ジャーナリズムはいったい何のためにあるのでしょう?
政府は報道記者を「たかが民間企業の社員だ」と言います。
では内閣府の記者クラブとは、
自分の会社(新聞社)の興味・都合に合わせて
知りたいことを根掘り葉掘り聞く
ただの知りたがり家さんの集まりなんでしょうか。
そうであるなら、
(そんなものに答える必要はない)という菅官房長官の態度は
至極当然です。
しかし!
報道記者は「たかが民間企業の社員」にとどまるはずがない。
報道=ジャーナリズムは民の知る権利を保障するために
日々取材して広く庶民に伝えることが仕事です。
従って、広義の「国民の代表」です。
私たちは新聞やテレビ、ラジオ、週刊誌等のメディアによって
時の政府が何をしているのか知ることができるのですから、
政府におもねったり、忖度したりしない報道を切に望んでいます。
官邸はそうしたジャーナリズムの機能を麻痺させれば
国民を容易に騙せるので、
報道者から国民の代表としての性質を剥奪して
忖度グループとしてのみ存在させようと攻撃しているのです。
まもなく「国会議員だけが国民の代表だ」
と閣議決定する気でしょう。
これは手塚治虫の漫画みたいな話ですが、
本当であるだけに背筋に悪寒が走ります。
昨今の新聞社やテレビ局の寿司友・しゃぶ友ぶりを見れば、
メディアの壊死拡大は歴然としていましたが、
この官邸の押し付け
「記者は国民の代表じゃない(から引っ込んでいろ)」
まで認めてしまったら、もう、自爆です。
政府の言論統制大成功ですよ。
各新聞・テレビ等の全てのジャーナリズムは
今、とんでもない分かれ道に立っていることを
自覚して早く目を覚ましてください。
本当に、しっかりしてくださいよ!
とうとう、こんな危ないところまで来てしまったんですよ!
ーーー西日本新聞 2/22(金) 10:23配信
「記者が国民の代表とする根拠を示せ」官邸側が東京新聞に要求
菅義偉官房長官は20日の記者会見で、首相官邸が東京新聞記者の質問権を制限するような要請を官邸記者クラブに出した問題に関し、官邸側が東京新聞に「記者が国民の代表とする根拠を示せ」と要求していたことを明らかにした。
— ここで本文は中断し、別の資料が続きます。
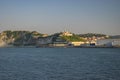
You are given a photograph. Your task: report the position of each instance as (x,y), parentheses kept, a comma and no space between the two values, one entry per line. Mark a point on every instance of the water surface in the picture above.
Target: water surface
(59,64)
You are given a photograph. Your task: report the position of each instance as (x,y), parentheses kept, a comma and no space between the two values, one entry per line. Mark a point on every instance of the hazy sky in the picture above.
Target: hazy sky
(50,16)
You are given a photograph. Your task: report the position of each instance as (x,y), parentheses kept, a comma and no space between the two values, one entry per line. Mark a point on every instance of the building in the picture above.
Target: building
(76,43)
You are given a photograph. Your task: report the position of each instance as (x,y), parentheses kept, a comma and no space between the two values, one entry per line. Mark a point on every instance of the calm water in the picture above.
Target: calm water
(59,64)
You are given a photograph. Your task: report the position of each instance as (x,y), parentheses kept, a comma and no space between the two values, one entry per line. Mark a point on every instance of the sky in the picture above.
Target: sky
(51,16)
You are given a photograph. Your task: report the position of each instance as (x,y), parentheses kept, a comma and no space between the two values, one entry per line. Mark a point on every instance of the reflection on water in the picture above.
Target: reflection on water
(59,64)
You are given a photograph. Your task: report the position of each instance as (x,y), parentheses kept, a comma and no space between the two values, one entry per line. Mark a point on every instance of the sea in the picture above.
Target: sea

東京新聞は20日付の朝刊で一連の問題を検証する記事を掲載。2017年の秋以降、官邸側から「事実に基づかない質問は厳に慎んでほしい」など9件の質問が文書であったと報じた。
記事によると、昨年6月の記者会見で、記者が森友学園に関し、財務省と近畿財務局の協議について「メモがあるかどうかの調査をしていただきたい」と聞くと、官邸側は「記者会見は官房長官に要請できる場と考えるか」と文書で質問。東京新聞が「記者は国民の代表として質問に臨んでいる」と主張すると、官邸側は「国民の代表とは選挙で選ばれた国会議員。貴社は民間企業であり、会見に出る記者は貴社内の人事で定められている」との反論があったという。
菅氏は20日の会見で、検証記事に関し「個人的には違和感を覚えるところもある」と指摘。具体的に問われると「コメントは控えたいが、東京新聞側はよくお分かりになっているのではないか」と述べた。
官邸側の対応について、田島泰彦・元上智大教授(メディア法)は「権力が一方的な考え方を押しつけてきており、本末転倒だ。記者は市民が共有すべき事柄を、市民に成り代わって取材し伝えている。広い意味で、知る権利に応える国民の代表である」と指摘した。